Training models equipped with poisoning detection techniques can either increase the resilience of a classifier against the insertion of training poisoning data. As a result, new ML models are expected to develop a certain degree of immunity. This will open a debate on the rising cost involved in the data poisoning process, which is predicted to be more costly in the years to come and could even discourage potential attack attempt to be crafted in the first place. The overall sophistication of the attacks has increased gradually over the recent years as a trend that is correlated to the resources available to the attacker; for example, employ more advance hardware such as GPUs. Then the resources of the attacker seen as a ‘budget’ is becoming a factor worth to be analyzed in the future, being predicted as an increasing trend in the years to come. Most successful attacks reviewed in this work consider the aim of the attacker to have an increased control over future classification over the model, based on this a common practice is to train a ML model that resembles and emulates the characteristics of the target model. This will not only serve to test the effect of the attack but also to approximate as close as possible to the separation surfaces of the classifier, having by then a low confidence point, as an initial point instead of starting at a random location without having any knowledge over the target model. Another example that associates the success of an attacker with its available resources is reflected on the capability of the attacker to limit itself to target linear models only or go beyond this scope.

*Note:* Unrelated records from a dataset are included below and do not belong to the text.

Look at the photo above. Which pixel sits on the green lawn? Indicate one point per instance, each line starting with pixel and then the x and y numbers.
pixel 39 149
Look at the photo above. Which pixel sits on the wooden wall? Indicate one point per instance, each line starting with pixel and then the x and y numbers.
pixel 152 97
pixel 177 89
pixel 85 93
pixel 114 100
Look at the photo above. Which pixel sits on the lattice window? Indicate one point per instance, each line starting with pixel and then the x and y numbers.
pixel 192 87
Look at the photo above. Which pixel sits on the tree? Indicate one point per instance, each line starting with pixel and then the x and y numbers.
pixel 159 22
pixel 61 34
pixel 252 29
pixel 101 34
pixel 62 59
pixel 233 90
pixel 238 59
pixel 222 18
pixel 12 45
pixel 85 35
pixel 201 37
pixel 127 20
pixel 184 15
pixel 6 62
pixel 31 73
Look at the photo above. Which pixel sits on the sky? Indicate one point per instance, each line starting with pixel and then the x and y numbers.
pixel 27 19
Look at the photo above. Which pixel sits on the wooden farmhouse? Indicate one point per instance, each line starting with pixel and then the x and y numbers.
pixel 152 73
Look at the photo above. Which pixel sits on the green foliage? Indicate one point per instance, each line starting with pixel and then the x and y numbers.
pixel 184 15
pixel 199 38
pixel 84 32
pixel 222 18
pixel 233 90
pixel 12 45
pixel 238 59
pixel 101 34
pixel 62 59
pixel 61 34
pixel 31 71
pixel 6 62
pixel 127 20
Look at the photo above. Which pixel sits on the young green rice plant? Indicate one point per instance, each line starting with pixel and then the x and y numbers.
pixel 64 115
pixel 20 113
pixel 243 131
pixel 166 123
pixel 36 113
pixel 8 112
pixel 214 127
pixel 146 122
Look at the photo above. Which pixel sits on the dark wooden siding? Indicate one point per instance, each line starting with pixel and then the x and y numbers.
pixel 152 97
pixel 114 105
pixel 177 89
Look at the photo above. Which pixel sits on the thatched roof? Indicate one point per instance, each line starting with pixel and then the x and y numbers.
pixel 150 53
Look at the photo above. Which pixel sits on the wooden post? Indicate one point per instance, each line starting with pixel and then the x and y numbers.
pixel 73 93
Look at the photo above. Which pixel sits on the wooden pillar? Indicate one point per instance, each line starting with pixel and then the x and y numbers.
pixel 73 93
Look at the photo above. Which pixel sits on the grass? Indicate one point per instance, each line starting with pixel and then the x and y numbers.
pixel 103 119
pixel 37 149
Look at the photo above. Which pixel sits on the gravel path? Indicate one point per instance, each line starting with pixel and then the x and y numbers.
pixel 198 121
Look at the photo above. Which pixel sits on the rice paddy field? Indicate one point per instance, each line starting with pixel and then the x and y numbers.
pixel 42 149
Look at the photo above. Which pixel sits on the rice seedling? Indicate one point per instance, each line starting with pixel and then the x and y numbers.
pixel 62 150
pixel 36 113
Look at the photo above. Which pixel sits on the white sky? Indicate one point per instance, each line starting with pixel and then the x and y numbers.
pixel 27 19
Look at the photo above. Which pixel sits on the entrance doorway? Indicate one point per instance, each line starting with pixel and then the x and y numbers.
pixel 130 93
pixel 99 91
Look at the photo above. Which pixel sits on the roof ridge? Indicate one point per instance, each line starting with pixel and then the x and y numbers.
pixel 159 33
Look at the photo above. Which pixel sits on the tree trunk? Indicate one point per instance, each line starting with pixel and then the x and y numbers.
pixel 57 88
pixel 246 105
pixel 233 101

Vi-D Neural networks and Adversarial Learning

Neural network models showcase impressive performance across a wide number of applications, making it the algorithm of choice. Nonetheless NN poses a major flaw in terms of interpretability, which is a term used to describe the level of understanding over the decision process performed by a model on each prediction. Then interpretability poses a challenge difficult to overcome due to the nature of NN algorithms, since low interpretability impedes tracking predictive processes involving complicated logic and mathematical algorithms. High interpretability will then pose a more desirable scenario allowing the NN working mechanism to be effortlessly analyzed. Low interpretability leads to vulnerabilities related to privacy issues. Thereby it is foreseen that in the nearest future such a concern will be weighted even higher up to the point of being treated as an urgent matter. Nonetheless, any improvement in matters of interpretability can be harnessed not only by the defense, but by the attacker as well. Thereby, dept understanding of the model would facilitate an attacker to craft more effective adversarial examples and poisonous data. At some point, exploring new vulnerabilities could present itself as a more feasible option rather than detecting them prior to occur; thereby, giving the attacker the upper hand over the defender [96].

Vii Conclusion

This paper offers a comprehensive survey on ML classifiers covering data poisonous attacks during the training phase, enlisting various types of attack schemes and countermeasures in forms of defense strategies. Different DP attacks and their associated defense strategies in various scenarios have been investigated and compared in terms of their performances, disclosing advantages and shortcomings for each approach. Stronger attack approaches have become a trend in the field of deep learning, showing remarkable potentials in recent years, that are capable of generating feature-based poisoning data that are found to be relatively more effective than other attack schemes. In addition, they target a wider variety of classifiers and other defenses as well, generally effective among diverse ML models. Moreover, the deep learning approach has shown concerning privacy related vulnerabilities which need to be addressed in the near future. Security related issues in machine learning still remain as an active research domain, which requires continued attentions from researchers in the area for the years to come. More complex security threats are predicted to emerge continuously which in turn requires developments of more advanced defense techniques to detect and counteract such threats. Therefore, guarantying the robustness in any ML model against DP is foreseen to become a priority and become an industry standard.